DARIO AMODEI: Yeah, I would say my conviction and the conviction of my co-founders when we founded Anthropic were two things. I think one, we were starting to convince OpenAI of. The other, I didn’t feel that we were convincing them of.

So the first was the conviction in the scaling laws and the idea that if you scale up models — give them more data, more compute — again, there are a few modifications like RL, but not really very much, it’s pretty close to pure scaling — you find incredible increases in performance. I was finding that in 2019 with GPT-2, when we just first saw the first glimmers of the scaling laws. And of course there were a lot of folks inside and outside who didn’t believe it at all. We really made the case to leadership: “This is important, this is going to be a big deal.” And I think they were kind of starting to believe us and ultimately went in that direction.

And there was a second conviction I had, which is: look, if these models are going to be general cognitive agents — general cognitive tools that match the capability of the human brain — we better get this right. The economic implications are going to be enormous. The geopolitical implications are going to be enormous. The safety implications are going to be enormous. It’s going to transform how the world works. And so we need to do it in the right way.

And despite a lot of language and verbiage about doing it in the right way, I was, for a variety of reasons, just not convinced that at the institution I was at, there was a real and serious conviction to do it in the right way.

And so my view is always: don’t argue with someone else’s vision. Don’t try to get someone to do things the way you want to. If you have a strong vision and you share that vision with a few other people, you should just go off and do your own thing. Then you’re responsible for your own mistakes. You don’t have to answer for anyone else’s. And maybe your vision works out, maybe it doesn’t, but at least it’s yours.

NIKHIL KAMATH: Didn’t OpenAI believe in scaling laws, because they went down the same path themselves too, right?

DARIO AMODEI: Well, yeah — we succeeded.

What Are Scaling Laws?

NIKHIL KAMATH: Can you explain what scaling laws are in very simple terms?

DARIO AMODEI: It’s like if you want a chemical reaction to produce oxygen, or start a fire or something like that, you need different ingredients. And if you don’t have enough of one ingredient, the reaction stops. But if you put ingredients together in proportion, you get your explosion or your fire or whatever.

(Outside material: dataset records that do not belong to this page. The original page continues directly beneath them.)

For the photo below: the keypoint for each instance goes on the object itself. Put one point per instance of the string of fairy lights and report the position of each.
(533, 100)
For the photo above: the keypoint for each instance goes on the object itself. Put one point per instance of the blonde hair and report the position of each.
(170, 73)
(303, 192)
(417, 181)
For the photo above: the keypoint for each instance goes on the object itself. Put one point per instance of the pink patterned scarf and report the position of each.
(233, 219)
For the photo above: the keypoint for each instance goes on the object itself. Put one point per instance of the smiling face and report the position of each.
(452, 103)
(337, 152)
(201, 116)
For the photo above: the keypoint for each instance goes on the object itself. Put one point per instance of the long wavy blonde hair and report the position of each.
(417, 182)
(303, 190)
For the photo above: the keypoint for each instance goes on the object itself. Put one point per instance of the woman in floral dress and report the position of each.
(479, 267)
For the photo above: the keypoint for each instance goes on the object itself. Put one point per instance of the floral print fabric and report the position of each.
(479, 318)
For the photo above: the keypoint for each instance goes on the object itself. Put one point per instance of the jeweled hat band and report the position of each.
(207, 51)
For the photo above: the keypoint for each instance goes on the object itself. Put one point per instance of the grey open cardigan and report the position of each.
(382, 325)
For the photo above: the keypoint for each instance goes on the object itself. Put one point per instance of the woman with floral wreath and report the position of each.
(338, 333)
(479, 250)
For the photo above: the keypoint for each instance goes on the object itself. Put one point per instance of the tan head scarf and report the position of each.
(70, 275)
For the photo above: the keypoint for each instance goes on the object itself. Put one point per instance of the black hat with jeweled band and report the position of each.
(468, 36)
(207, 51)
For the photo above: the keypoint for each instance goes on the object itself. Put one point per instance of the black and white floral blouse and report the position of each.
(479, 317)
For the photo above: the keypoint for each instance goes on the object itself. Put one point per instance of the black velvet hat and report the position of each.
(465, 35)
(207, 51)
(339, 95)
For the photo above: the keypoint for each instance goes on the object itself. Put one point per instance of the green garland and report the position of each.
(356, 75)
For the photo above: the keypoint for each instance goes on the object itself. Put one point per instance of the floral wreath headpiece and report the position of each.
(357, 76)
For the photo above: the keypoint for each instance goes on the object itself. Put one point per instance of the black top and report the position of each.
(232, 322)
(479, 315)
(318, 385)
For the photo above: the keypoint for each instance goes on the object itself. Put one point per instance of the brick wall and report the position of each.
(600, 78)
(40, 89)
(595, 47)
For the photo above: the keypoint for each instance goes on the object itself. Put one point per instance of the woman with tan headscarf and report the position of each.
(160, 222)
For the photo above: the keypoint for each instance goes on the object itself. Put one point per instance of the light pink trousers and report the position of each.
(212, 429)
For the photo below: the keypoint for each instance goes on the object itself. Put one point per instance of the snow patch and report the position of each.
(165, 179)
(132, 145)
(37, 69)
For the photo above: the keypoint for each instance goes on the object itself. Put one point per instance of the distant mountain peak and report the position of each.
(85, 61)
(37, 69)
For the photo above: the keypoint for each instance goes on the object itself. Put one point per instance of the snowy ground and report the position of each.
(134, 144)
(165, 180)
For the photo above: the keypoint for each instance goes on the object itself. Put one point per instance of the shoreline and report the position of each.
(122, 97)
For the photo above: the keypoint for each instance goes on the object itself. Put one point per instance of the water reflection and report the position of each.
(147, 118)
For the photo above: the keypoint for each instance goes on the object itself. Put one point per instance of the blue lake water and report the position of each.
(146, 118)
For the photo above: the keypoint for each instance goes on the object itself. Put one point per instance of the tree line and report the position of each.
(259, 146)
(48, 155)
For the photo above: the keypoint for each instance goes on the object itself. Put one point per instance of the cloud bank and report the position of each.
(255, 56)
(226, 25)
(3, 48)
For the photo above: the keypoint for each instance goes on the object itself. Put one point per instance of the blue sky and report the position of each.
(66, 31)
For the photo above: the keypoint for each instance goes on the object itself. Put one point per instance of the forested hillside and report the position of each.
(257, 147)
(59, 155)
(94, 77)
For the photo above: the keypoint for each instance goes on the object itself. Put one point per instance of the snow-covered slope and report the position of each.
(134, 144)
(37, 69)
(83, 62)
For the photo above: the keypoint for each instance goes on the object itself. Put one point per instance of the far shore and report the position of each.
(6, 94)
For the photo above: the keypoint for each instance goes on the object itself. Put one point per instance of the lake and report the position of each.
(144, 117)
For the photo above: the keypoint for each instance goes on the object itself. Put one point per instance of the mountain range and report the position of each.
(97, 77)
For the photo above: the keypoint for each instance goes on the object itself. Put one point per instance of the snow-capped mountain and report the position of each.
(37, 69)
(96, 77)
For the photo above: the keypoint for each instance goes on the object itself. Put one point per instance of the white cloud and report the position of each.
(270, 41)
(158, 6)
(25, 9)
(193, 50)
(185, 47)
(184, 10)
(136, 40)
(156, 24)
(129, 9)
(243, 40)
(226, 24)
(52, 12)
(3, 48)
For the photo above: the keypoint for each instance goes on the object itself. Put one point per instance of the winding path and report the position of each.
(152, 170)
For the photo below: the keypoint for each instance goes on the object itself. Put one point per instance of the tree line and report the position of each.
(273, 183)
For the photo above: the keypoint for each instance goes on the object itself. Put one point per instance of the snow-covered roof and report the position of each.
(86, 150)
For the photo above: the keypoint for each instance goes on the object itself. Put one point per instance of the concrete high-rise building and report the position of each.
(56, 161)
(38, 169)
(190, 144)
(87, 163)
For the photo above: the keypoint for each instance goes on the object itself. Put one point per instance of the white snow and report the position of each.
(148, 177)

And for AI, those ingredients are data, compute, and the size of the AI model. So the scaling laws just tell you that if you put in the ingredients to the chemical reaction — the ingredients of data and model size — what you get out is intelligence. Intelligence is the product of a chemical reaction.

NIKHIL KAMATH: And what is intelligence?

DARIO AMODEI: Intelligence as measured by the ability to translate language, or the ability to write code, or the ability to answer questions correctly about a story.